Machine Learning for Computer Security

Good and bad times with machine learning and security research

Generalized Suffix Trees and Distinct Substrings.

This is a technical post on strings, substrings and suffix trees. This could get boring. You have been warned.

Everybody knows the concept of longest common substring, where a set of strings is given and the task is to determine the longest substring shared by the set. While intuitive and straightforward to implement using a generalized suffix tree, this setting is not robust against "noise", such as corrupted or truncated strings. Moreover, finding the longest common substring is useless, if the considered strings derive from different data distributions, thus not necessary sharing any substring.

These shortcomings can be addressed by determining a set of shared substrings, which are shared by at least m strings but not necessary all strings in the set. To restrict the amount of small shared substrings, one requires the substrings to have a minimum length. This setting has been applied in the PolyGraph and Hamsa paper for automatic signature generation from network data. Again, an implementation is easily realized using a depth-first traversal of a generalized suffix tree. Unfortunately, many of the shared substrings will be prefixes and suffixes of each other.

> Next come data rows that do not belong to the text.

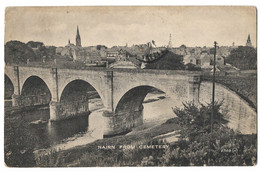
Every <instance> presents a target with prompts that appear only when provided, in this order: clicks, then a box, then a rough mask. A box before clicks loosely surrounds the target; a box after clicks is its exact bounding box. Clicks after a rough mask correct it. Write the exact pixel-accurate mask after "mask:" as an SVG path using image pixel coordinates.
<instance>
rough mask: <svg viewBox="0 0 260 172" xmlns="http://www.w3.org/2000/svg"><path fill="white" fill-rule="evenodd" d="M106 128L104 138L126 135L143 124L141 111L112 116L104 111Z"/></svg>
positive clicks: (142, 120) (142, 114)
mask: <svg viewBox="0 0 260 172" xmlns="http://www.w3.org/2000/svg"><path fill="white" fill-rule="evenodd" d="M103 117H104V118H105V121H106V122H105V123H106V127H105V129H104V131H103V132H104V134H103V136H104V137H112V136H116V135H121V134H126V133H128V132H130V131H131V130H132V128H134V127H137V126H139V125H142V124H143V109H141V110H139V111H134V112H125V113H122V112H121V113H120V114H113V112H107V111H104V113H103Z"/></svg>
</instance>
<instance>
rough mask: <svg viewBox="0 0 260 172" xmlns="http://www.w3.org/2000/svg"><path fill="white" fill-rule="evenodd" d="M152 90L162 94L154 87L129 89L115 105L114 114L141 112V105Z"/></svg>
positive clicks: (132, 88) (145, 85)
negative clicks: (114, 112)
mask: <svg viewBox="0 0 260 172" xmlns="http://www.w3.org/2000/svg"><path fill="white" fill-rule="evenodd" d="M153 89H155V90H159V91H161V92H164V91H162V90H160V89H158V88H156V87H153V86H149V85H140V86H136V87H134V88H131V89H130V90H128V91H127V92H126V93H124V95H123V96H122V97H121V98H120V100H119V102H118V103H117V105H116V108H115V113H116V114H120V113H125V112H127V111H128V112H134V111H139V110H142V108H143V107H142V104H143V101H144V99H145V97H146V95H147V94H148V93H149V92H151V91H152V90H153ZM164 93H165V92H164Z"/></svg>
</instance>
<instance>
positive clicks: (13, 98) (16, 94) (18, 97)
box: [12, 94, 21, 106]
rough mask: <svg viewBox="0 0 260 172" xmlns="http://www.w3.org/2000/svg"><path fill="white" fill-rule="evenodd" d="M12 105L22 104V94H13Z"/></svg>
mask: <svg viewBox="0 0 260 172" xmlns="http://www.w3.org/2000/svg"><path fill="white" fill-rule="evenodd" d="M12 106H21V95H17V94H13V95H12Z"/></svg>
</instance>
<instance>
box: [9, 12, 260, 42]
mask: <svg viewBox="0 0 260 172" xmlns="http://www.w3.org/2000/svg"><path fill="white" fill-rule="evenodd" d="M5 19H6V20H5V42H7V41H10V40H19V41H22V42H25V43H26V42H28V41H30V40H33V41H41V42H43V43H44V44H45V45H54V46H64V45H66V44H67V42H68V39H70V40H71V43H74V44H75V36H76V27H77V25H78V26H79V31H80V36H81V43H82V46H91V45H98V44H102V45H106V46H108V47H111V46H113V45H125V44H126V43H128V45H129V46H131V45H133V44H142V43H147V42H149V41H151V40H155V42H156V44H157V45H158V46H161V45H167V44H168V42H169V34H170V33H171V34H172V45H173V46H174V47H177V46H180V45H182V44H185V45H187V46H204V45H206V46H213V42H214V41H217V42H218V43H219V46H222V45H223V46H224V45H229V46H231V45H232V42H235V44H236V45H245V43H246V40H247V36H248V34H250V35H251V40H252V43H253V46H256V9H255V8H254V7H59V8H57V7H56V8H54V7H45V8H44V7H38V8H36V7H33V8H29V7H27V8H22V7H19V8H14V7H12V8H7V9H6V18H5Z"/></svg>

This issue is resolved by the set of distinct shared substrings, where a distinct substring x is not contained in any other distinct substring y, unless x appears in at least m strings independently of y. Implementing this setting using generalized suffix trees is a little bit more involved. Together with a colleague, I came up with this approach:
We start to determine interesting substrings by a depth-first traversal of a generalized suffix tree.

This time, however, we are looking for distinct substrings and hence can not afford to output a substring that later turns out to be non-distinct. We thus first visit nodes which give rise to longer substrings, that is for each node we order the child nodes according to the length of possible substrings. Consequently, we find longer substrings first.

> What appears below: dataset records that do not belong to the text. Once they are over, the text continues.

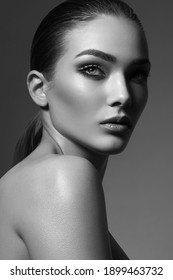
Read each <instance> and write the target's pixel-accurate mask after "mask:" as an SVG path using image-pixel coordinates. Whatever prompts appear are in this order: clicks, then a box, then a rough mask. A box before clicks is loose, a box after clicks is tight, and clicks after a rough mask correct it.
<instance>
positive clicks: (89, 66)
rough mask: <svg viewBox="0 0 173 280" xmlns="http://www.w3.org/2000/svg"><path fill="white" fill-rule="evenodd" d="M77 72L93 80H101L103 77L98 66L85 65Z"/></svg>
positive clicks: (103, 74) (104, 76)
mask: <svg viewBox="0 0 173 280" xmlns="http://www.w3.org/2000/svg"><path fill="white" fill-rule="evenodd" d="M79 71H80V72H81V73H82V74H83V75H86V76H88V77H89V78H93V79H103V78H104V77H105V74H104V72H103V70H102V69H101V68H100V66H98V65H86V66H83V67H81V68H80V69H79Z"/></svg>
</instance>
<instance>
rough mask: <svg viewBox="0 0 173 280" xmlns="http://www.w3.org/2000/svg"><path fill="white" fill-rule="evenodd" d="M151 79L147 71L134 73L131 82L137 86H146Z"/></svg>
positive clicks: (131, 76)
mask: <svg viewBox="0 0 173 280" xmlns="http://www.w3.org/2000/svg"><path fill="white" fill-rule="evenodd" d="M148 78H149V73H148V72H146V71H137V72H135V73H133V74H132V75H131V77H130V80H131V81H132V82H135V83H137V84H144V83H147V81H148Z"/></svg>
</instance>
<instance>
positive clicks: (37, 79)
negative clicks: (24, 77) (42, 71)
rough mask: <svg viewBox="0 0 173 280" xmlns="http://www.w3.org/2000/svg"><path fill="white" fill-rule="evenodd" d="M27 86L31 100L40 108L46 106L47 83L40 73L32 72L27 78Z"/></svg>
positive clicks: (43, 77)
mask: <svg viewBox="0 0 173 280" xmlns="http://www.w3.org/2000/svg"><path fill="white" fill-rule="evenodd" d="M27 85H28V90H29V93H30V96H31V98H32V99H33V101H34V102H35V103H36V104H37V105H38V106H40V107H46V106H47V105H48V101H47V96H46V92H47V89H48V81H47V80H46V79H45V77H44V76H43V74H42V73H40V72H38V71H36V70H32V71H30V72H29V74H28V76H27Z"/></svg>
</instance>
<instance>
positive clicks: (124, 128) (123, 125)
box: [101, 123, 130, 133]
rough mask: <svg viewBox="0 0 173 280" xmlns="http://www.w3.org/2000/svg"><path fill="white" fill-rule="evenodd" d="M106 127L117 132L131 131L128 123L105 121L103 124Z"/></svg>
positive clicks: (115, 131)
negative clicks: (106, 122)
mask: <svg viewBox="0 0 173 280" xmlns="http://www.w3.org/2000/svg"><path fill="white" fill-rule="evenodd" d="M101 125H102V126H103V127H104V128H106V129H108V130H110V131H113V132H116V133H122V132H126V131H129V129H130V127H129V126H128V125H127V124H120V123H105V124H101Z"/></svg>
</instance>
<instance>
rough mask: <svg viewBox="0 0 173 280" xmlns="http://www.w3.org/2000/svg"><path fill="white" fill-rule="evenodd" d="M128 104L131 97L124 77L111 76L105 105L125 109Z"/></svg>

If we have determined a first substring x shared by m strings, we can be sure that it is distinct as no longer substrings exist. Next, we need to mark all non-distinct substrings of x. We do this by traversing the suffix links and parent nodes of x, thereby processing all suffixes and prefixes of x. For each node we maintain a counter indicating the number of strings the corresponding substring is shared by. When processing the prefixes and suffixes of x, we decrement this counter by the number of occurences of x.

Finally, we continue the depth-first traversal. We do not descend to nodes with a counter smaller than m, as no distinct shared substring can be determined on the corresponding path.

To be honest, I have not thoroughly thought about the complexity of this algorithm. Yet, I expect it to be "somewhat linear" in the length of the considered strings. The output of the algorithm resembles the concept of distinct substrings proposed in PolyGraph, where the authors apply a costly post-processing of shared substrings. Note that this approach can also be implemented using suffix and LCP arrays with the traversal techniques studied by Kasai et al.

Did I mention that I like string algorithms?